Don’t Skimp on Water
You should never restrict your fluid intake just to cut down on frequent bathroom visits, the common plague of pregnancy. You’ve probably already gotten into the habit of going to the restroom before exercise sessions or arriving early so that you can position yourself where you’ll have the most convenient access to the restroom. Such concessions are far better than the adverse effects of dehydration.
The Sweat Rate Formula for Replacing Lost Fluids
Be sure to replace the fluids you lose during exercise. An accurate scale that displays ounces can help you estimate your sweat rate, and assist you in estimating how much fluid you need to drink to replace the amount you lost during your workout. Weigh yourself before and after your workout. Note the difference in ounces. Add to that the number of ounces of water that you consumed during exercise. If the total is less than the amount you started with, be sure to replace at least that amount in the hour after your workout.
If your scale doesn’t accurately display ounces, then let the color of your urine be your guide. Pale yellow urine means that you are adequately hydrated. Dark yellow urine indicates that you are not consuming enough water.
What to Drink
You won’t need sports drinks with electrolytes; they’re needed only for the most strenuous endurance events, which are not advisable during pregnancy. Plain water is fine. Inquire with officials about your tap water to determine if it contains contaminants, and, of course, use a water filtration system if it does. Fitness waters that are slightly flavored are an acceptable alternative to plain water. Steer clear of high-sugar content beverages (especially those containing high-fructose corn syrup), and any that contain chemical additives, such as artificial sweeteners and food colorings.

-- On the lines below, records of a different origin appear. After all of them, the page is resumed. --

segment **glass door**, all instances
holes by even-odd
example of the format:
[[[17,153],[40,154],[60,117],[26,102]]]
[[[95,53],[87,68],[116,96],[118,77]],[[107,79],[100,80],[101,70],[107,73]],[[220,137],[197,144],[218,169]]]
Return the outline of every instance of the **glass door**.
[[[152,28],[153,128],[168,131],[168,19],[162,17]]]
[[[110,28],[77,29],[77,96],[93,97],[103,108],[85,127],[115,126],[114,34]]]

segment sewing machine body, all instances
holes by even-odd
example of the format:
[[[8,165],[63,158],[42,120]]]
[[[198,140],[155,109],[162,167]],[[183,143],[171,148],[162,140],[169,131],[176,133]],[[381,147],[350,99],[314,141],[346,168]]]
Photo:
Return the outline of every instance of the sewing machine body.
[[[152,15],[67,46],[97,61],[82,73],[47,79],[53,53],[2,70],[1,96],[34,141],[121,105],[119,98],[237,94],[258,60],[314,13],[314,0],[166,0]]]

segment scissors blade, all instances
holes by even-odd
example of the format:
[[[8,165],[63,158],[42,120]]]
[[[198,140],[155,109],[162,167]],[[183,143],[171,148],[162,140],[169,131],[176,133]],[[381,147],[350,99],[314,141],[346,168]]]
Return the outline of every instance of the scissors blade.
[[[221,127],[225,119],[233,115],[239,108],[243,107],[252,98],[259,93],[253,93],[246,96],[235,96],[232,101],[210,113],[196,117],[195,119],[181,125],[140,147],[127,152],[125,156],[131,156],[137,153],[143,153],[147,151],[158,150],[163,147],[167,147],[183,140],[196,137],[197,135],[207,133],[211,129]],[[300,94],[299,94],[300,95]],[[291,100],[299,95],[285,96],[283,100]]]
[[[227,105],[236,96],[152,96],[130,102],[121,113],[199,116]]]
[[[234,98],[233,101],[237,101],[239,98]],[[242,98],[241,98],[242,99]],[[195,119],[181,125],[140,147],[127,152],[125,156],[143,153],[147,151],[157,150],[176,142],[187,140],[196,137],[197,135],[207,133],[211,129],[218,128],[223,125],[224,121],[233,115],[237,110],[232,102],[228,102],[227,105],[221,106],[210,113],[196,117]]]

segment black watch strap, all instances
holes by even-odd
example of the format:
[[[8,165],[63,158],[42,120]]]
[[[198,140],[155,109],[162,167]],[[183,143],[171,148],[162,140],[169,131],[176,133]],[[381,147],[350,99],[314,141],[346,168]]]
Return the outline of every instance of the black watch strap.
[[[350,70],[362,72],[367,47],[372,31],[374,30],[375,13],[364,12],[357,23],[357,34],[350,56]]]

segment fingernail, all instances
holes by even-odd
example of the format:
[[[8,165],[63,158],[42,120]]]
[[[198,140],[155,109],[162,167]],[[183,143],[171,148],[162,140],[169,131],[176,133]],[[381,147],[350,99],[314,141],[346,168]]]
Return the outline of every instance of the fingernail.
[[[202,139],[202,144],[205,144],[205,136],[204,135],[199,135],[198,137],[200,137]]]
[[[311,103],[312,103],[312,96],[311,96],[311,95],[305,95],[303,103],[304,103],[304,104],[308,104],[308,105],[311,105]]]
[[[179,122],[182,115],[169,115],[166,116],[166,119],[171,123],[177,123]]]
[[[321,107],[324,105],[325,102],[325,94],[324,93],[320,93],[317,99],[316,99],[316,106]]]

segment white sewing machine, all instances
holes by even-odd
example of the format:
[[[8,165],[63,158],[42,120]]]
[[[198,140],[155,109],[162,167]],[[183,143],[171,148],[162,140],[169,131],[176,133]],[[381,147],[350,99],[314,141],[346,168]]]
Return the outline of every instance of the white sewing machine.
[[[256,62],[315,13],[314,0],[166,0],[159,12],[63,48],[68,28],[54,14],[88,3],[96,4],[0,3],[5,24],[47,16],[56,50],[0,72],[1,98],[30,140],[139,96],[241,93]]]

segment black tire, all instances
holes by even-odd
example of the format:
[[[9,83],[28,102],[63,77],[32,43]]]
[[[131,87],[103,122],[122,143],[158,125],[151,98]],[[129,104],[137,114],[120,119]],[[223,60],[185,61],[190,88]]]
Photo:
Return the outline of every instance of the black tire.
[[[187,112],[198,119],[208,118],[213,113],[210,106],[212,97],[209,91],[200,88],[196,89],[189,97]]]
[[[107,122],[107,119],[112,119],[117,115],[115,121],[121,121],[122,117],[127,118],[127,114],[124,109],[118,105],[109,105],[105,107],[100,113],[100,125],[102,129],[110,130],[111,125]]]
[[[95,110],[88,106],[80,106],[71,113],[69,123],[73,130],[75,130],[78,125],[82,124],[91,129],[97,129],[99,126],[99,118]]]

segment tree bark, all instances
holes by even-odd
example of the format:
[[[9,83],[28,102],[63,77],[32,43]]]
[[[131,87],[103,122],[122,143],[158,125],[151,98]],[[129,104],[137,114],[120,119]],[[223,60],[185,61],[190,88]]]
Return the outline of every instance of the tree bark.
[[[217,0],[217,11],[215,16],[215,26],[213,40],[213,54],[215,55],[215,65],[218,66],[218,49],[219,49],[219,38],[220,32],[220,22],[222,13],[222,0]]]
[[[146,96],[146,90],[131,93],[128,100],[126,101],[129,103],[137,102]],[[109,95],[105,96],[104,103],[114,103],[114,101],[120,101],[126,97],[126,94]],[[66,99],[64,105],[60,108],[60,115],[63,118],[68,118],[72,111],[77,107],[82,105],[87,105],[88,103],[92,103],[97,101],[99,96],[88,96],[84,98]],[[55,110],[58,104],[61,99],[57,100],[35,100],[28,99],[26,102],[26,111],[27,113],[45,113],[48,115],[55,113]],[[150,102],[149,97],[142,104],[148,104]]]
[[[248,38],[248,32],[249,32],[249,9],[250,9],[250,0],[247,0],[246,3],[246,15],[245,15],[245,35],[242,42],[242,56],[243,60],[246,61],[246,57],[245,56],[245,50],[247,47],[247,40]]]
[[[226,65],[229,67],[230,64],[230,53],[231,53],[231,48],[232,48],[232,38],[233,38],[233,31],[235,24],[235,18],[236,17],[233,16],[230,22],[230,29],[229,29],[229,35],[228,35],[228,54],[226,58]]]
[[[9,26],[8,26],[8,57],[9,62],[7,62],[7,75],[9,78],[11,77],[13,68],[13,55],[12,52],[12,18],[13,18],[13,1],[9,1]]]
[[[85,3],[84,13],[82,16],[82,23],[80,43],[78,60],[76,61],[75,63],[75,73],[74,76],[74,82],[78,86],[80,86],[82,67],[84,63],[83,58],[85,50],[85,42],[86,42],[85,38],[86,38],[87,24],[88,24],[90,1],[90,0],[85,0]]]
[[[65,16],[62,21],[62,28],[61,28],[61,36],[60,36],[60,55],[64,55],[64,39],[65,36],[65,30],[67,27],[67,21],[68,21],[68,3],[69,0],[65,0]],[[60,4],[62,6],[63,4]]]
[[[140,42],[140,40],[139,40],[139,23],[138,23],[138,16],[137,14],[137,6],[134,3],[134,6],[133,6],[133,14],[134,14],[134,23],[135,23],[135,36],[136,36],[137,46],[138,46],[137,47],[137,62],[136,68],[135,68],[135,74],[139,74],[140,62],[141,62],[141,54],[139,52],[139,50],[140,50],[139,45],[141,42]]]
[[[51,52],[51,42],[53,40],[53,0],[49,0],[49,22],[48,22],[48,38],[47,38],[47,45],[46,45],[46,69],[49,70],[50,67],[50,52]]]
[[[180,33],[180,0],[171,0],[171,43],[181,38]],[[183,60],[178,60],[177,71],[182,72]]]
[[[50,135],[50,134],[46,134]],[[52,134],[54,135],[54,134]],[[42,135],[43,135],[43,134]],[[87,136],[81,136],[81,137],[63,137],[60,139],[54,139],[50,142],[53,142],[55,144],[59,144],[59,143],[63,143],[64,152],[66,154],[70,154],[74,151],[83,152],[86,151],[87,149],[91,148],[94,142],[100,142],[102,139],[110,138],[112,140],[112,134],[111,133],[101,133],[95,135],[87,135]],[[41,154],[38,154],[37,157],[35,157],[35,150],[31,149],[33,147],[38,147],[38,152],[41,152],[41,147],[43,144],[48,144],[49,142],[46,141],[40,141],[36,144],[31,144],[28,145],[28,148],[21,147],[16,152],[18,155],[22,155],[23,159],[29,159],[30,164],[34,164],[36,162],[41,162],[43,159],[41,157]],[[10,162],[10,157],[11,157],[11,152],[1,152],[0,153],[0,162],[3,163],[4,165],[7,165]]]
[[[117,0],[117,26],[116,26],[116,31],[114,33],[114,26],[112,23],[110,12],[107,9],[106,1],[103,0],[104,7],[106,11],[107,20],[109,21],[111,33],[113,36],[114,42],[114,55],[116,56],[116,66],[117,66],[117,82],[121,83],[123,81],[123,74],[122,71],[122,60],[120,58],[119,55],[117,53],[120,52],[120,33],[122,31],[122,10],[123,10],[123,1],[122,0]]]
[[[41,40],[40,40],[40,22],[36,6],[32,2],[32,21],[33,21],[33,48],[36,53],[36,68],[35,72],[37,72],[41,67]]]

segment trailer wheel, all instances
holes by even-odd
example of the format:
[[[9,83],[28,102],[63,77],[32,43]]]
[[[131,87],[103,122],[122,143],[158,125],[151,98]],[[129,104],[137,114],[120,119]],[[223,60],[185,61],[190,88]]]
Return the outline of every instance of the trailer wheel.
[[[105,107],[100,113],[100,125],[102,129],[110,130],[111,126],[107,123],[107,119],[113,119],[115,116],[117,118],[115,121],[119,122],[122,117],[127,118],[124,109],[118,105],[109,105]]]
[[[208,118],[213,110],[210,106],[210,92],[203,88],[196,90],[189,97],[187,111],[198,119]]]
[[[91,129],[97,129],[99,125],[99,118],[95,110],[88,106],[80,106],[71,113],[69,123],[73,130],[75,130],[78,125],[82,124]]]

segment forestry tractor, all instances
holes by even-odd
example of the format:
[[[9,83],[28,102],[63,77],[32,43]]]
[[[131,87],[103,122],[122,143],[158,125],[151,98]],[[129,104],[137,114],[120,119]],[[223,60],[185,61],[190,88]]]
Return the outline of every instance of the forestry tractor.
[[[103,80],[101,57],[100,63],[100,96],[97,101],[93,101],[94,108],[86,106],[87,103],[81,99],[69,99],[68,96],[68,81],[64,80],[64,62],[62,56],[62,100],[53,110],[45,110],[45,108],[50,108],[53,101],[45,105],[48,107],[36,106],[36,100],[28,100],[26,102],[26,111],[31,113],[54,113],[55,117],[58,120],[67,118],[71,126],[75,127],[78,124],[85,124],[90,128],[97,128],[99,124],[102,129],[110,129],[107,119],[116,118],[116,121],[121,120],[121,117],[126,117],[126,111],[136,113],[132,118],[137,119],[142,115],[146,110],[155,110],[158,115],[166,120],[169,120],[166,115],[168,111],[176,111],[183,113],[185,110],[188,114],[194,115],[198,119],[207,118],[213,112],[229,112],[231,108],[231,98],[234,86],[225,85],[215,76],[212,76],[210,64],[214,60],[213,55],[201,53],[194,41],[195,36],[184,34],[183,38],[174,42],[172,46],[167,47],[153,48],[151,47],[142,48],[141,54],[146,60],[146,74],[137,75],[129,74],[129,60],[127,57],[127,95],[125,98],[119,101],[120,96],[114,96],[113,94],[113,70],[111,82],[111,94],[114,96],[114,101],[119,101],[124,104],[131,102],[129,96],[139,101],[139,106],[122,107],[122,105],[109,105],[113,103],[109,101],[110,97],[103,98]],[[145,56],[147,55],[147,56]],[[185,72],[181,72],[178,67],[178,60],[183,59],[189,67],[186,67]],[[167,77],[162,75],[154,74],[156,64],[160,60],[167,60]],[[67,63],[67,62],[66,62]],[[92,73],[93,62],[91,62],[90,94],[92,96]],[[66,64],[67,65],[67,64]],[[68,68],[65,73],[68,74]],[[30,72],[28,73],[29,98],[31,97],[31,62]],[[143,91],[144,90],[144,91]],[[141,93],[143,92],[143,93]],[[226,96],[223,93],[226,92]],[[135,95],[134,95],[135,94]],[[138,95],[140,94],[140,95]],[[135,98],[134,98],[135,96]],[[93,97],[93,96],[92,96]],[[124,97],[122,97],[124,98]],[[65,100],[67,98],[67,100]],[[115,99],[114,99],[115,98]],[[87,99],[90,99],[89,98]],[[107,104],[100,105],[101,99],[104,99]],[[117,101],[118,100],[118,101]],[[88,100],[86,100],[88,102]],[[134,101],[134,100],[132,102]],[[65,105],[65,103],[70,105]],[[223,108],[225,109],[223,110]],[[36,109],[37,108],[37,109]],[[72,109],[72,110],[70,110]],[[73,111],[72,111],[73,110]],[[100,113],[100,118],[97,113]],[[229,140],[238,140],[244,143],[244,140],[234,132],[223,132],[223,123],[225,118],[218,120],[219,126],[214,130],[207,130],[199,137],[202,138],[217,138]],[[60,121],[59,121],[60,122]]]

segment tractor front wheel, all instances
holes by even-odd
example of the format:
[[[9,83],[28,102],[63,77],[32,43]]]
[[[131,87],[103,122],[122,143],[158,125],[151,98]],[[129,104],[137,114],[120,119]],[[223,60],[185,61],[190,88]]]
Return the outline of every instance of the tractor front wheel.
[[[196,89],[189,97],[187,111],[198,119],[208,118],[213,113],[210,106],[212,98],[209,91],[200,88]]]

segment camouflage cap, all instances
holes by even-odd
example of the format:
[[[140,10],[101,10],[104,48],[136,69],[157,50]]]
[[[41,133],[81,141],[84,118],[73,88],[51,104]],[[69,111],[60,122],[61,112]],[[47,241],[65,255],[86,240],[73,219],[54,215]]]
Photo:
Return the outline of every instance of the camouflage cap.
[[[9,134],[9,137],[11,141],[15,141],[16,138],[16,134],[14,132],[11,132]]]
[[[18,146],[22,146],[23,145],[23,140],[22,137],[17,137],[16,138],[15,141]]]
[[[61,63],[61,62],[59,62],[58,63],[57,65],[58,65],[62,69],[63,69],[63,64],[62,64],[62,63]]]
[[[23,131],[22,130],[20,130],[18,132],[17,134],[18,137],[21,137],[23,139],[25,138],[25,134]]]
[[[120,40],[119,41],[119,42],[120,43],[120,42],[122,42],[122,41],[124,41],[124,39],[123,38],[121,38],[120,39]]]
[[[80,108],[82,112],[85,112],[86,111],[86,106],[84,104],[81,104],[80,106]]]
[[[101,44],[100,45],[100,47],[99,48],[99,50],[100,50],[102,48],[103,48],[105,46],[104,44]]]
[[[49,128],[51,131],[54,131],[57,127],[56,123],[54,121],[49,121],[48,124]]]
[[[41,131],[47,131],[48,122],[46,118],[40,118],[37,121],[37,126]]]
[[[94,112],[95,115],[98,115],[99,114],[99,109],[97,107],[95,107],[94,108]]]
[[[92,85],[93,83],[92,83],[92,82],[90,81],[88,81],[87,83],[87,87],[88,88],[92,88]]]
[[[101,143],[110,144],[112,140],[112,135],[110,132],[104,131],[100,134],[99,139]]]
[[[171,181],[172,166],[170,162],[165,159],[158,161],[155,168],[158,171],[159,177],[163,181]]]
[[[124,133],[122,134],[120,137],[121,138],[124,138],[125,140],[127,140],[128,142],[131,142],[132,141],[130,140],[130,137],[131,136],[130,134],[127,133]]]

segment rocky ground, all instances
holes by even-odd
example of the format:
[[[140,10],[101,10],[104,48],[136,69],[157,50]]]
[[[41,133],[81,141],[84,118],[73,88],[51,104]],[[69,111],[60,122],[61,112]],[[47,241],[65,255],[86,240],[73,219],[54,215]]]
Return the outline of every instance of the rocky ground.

Safe Use and Re-use of Water Bottles
- When drinking from bottles with valve tops, make sure that you do not accidentally suck in excess air into your gut as you drink, which can cause intense gas-pain and cramping.
- Never drink from a plastic bottle that has not been thoroughly cleaned or that shows signs of overuse.
- Run plastic bottles and caps through the dishwasher before reusing them.
- If you don’t have a dishwasher, thoroughly wash bottles and tops with soap and hot water, rinse well, and let air-dry.